Here it is necessary to make a reservation that the genome is actually not only a set of genes. Genomes usually have other sections of DNA that are not included in any genes (but we are not interested in them yet). As for the genes themselves, each of them includes thousands of nucleotides, and very often tens of thousands. Whole genomes usually consist of millions of nucleotides, and sometimes billions. And in principle, all these nucleotides can be counted, modern biochemical methods quite allow this to be done.

How does the genome encode proteins?

To begin with, any protein is a chain of amino acids. And always linear, that is, non-branching. This is where it becomes very important. The order of amino acids in the chain is called the primary structure of the protein. All other levels of the structure – secondary, tertiary and quaternary – relate already to the folding of the amino acid chain in volume, in three-dimensional space.
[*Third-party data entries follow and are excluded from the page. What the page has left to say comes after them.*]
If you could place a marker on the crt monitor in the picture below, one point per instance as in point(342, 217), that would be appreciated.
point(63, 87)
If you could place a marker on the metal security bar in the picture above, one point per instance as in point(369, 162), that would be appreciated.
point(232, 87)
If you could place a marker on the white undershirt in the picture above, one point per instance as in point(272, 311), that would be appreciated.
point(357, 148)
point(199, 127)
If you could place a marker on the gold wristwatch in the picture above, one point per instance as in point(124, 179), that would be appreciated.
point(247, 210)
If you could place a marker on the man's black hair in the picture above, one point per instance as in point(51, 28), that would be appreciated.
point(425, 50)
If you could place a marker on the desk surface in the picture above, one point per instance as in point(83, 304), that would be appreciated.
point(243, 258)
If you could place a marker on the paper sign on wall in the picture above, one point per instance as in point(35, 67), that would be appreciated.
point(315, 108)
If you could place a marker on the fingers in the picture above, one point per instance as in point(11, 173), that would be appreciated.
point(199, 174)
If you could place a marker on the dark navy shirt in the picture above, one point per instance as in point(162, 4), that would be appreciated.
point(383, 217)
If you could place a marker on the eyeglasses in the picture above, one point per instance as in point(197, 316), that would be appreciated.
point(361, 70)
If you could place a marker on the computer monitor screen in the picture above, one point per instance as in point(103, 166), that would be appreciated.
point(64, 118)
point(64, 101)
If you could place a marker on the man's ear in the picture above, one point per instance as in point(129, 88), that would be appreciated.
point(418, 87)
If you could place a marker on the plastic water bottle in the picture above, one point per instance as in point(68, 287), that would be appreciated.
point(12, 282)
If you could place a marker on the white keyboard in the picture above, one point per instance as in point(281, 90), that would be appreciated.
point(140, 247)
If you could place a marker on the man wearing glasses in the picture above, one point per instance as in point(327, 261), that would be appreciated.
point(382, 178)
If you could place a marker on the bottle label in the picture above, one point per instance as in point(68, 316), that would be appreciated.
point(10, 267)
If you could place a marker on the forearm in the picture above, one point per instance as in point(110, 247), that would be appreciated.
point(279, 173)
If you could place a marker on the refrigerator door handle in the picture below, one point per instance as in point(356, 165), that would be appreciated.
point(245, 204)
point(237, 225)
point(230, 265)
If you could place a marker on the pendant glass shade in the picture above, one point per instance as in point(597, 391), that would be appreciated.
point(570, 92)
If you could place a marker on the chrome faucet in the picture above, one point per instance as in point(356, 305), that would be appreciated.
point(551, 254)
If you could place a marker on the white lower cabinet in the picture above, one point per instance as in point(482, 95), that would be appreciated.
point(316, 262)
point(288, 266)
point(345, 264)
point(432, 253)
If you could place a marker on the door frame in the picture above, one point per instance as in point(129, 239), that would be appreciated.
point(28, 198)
And here comes the most important fact, which actually relates to physical chemistry, but - suddenly – turns out to be key to understanding such a subtle matter as heredity. This fact is as follows. The primary structure of a protein (that is, the amino acid sequence), as a rule, uniquely determines all other levels of its structure, that is, the entire stacking of the molecule in volume. That is why a simple linear sequence of nucleotides – in other words, a nucleotide text – can completely determine all the properties of any arbitrarily complex protein molecule. After all, the primary structure of such a molecule is also linear, and it can also be considered a text. Only the "letters" in these texts are different.

And the following question immediately arises before us: how is the nucleotide "alphabet" translated into amino acid?

Sergey Yastrebov's book "From Atoms to Wood" was published by Alpina non-fiction publishing house.